Sobre la cama
Podía adivinarse en los colores de su música. María tocaba el violín con los ojos cerrados; esa era su forma de dejar de ver para reproducir, para actuarlo todo de nuevo. Y la música cortaba el silencio. Era una firme declaración de voluntad.
No había regularidad en la práctica: Sencillamente ocurría. Podían pasar días o semanas en las que María parecía haberse olvidado por completo de su violín. Y si bien durante estos períodos no hablaban del tema, Martín pensaba secretamente en él, cual si meditara en un misterio, preguntándose cuándo.
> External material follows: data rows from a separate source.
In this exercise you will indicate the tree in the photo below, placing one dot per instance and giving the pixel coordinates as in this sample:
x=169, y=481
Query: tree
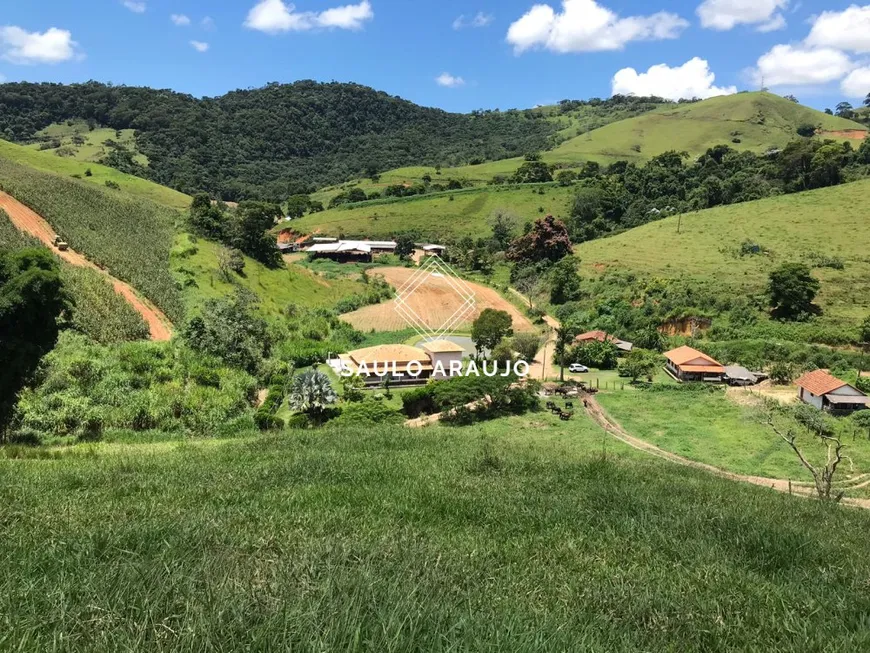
x=232, y=330
x=253, y=221
x=312, y=394
x=490, y=328
x=845, y=110
x=564, y=281
x=792, y=290
x=405, y=246
x=526, y=345
x=639, y=363
x=547, y=240
x=32, y=299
Entonces ocurría nuevamente, como un fenómeno natural sobre el cual ninguno de los dos tenía el control.
Él asistía con pasividad. Dejaba lo que estuviera haciendo y se tiraba en la cama a fumar, mirando el techo. Con sus ojos cerrados, los dos se encontraban del otro lado, en ese plano particular donde las aguas se agitan de acuerdo al movimiento de su arco. Tiernas caricias o numerosas y ligeras heridas sobre su pecho, todo dependía de la música. Y luego, sin decirse una palabra, chocaban en la cama y hacían el amor en silencio. La disculpa, la culpa o el reencuentro que ella le rendía. Martín ignoraba cuál de todas ellas, pero sabía que una cosa guardaba relación con la otra. Ahora era él quien reactuaba en la piel de ella, como una réplica a su música, sus propios reproches y caricias.
Aquel sexo era el cuidado de las heridas que ella misma le había causado, y a la vez, la entrega, el dejarse lastimar sobre la cama, como hacen los que aman y odian a la misma persona.